What makes the Black Sea mysterious is that the water near the bottom is low in oxygen, which helps preserve ancient shipwrecks and artifacts in a sort of aquatic time capsule. According to National Geographic, one shipwreck named Eregli E located off the coast of Turkey is 2,500 years old, and it’s not the only one.
Lake Vostok
Located in Antarctica, Lake Vostok is one of the least-explored lakes on the planet, which adds to its mystery. At about the size of Lake Ontario, Lake Vostok is the largest subglacial lake in the world.
Scientists estimate that the ice sheet covering Lake Vostok has existed for perhaps 15 million years. Isolated from the rest of the planet for millennia, any organisms living in this nutrient-starved body of water may be unlike any other on Earth. NASA has taken interest in developing a robotic probe to take biological samples of Lake Vostok because, if life exists there, something similar might have developed in a lake covered with ice on Jupiter’s moon Europa.
Lake Nyos
Lake Nyos is a crater lake located in Cameroon, Africa. Although the deep lake is located near the flank of an inactive volcano, a pocket of magma sits underneath the lake and emits carbon dioxide into the water.
The lake is notorious because, in 1986, a burst of carbon dioxide rose from the depths of Lake Nyos, killing 1,746 people and more than 3,000 livestock animals. This prompted the creation of the International Working Group on Crater Lakes (IWGCL) a year later to prevent this kind of natural disaster from claiming human lives again.
Lake Retba
Lake Retba is a pink-colored lake located in Senegal, West Africa. Dunaliella salina algae causes the pink water of the highly saline lake.

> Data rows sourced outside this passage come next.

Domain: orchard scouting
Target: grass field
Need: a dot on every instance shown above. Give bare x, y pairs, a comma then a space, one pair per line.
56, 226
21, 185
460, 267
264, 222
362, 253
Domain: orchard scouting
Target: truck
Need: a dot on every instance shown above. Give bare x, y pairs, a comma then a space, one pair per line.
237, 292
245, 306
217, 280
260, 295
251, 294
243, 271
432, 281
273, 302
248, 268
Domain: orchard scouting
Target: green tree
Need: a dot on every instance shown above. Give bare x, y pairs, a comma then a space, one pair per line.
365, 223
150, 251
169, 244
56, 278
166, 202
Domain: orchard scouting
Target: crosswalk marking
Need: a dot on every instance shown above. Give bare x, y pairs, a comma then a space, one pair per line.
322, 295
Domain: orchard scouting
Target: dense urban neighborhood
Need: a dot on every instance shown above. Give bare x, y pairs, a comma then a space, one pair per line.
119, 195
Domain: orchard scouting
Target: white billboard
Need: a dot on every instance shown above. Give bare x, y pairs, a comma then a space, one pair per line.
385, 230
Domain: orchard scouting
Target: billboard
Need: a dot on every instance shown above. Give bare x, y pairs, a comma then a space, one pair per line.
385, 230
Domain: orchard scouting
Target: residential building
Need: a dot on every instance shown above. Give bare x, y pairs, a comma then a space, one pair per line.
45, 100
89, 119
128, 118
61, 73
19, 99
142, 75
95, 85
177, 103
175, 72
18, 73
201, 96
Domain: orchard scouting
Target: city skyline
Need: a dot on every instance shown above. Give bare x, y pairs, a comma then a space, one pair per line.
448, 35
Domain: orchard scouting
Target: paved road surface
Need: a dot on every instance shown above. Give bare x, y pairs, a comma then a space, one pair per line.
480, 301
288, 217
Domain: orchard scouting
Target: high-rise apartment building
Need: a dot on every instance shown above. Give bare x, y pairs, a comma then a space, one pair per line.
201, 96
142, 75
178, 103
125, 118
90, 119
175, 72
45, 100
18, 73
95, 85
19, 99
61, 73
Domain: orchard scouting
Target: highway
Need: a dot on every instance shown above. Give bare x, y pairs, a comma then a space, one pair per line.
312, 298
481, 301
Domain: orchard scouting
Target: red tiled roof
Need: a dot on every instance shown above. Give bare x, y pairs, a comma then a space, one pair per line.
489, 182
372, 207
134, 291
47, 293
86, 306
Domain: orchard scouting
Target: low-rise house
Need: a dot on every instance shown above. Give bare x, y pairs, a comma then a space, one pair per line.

Locals depend on ecotourists curious about seeing the pink lake for their livelihood. In 2022, flooding caused by torrential rains devastated the area. The floods washed away the salt mounds worth about $696,000 and tourist businesses lining the shores, as well as (hopefully) temporarily eliminating Lake Retba’s signature pink color.
Shanay-timpishka
Shanay-timpishka, also known as La Bomba or the Boiling River, is a tributary of the Amazon River located in Peru. Heated by geothermal activity underneath, a four-mile stretch of Shanay-timpishka has an average water temperature of 186 degrees Fahrenheit.
There are other boiling bodies of water across the world, but most of them are near active volcanoes. Shanay-timpishka is mysterious because there are no active volcanoes nearby, so the stretch of water catches animals off guard. The shores of Shanay-timpishka are carpeted with the bodies of unsuspecting animals who were boiled alive.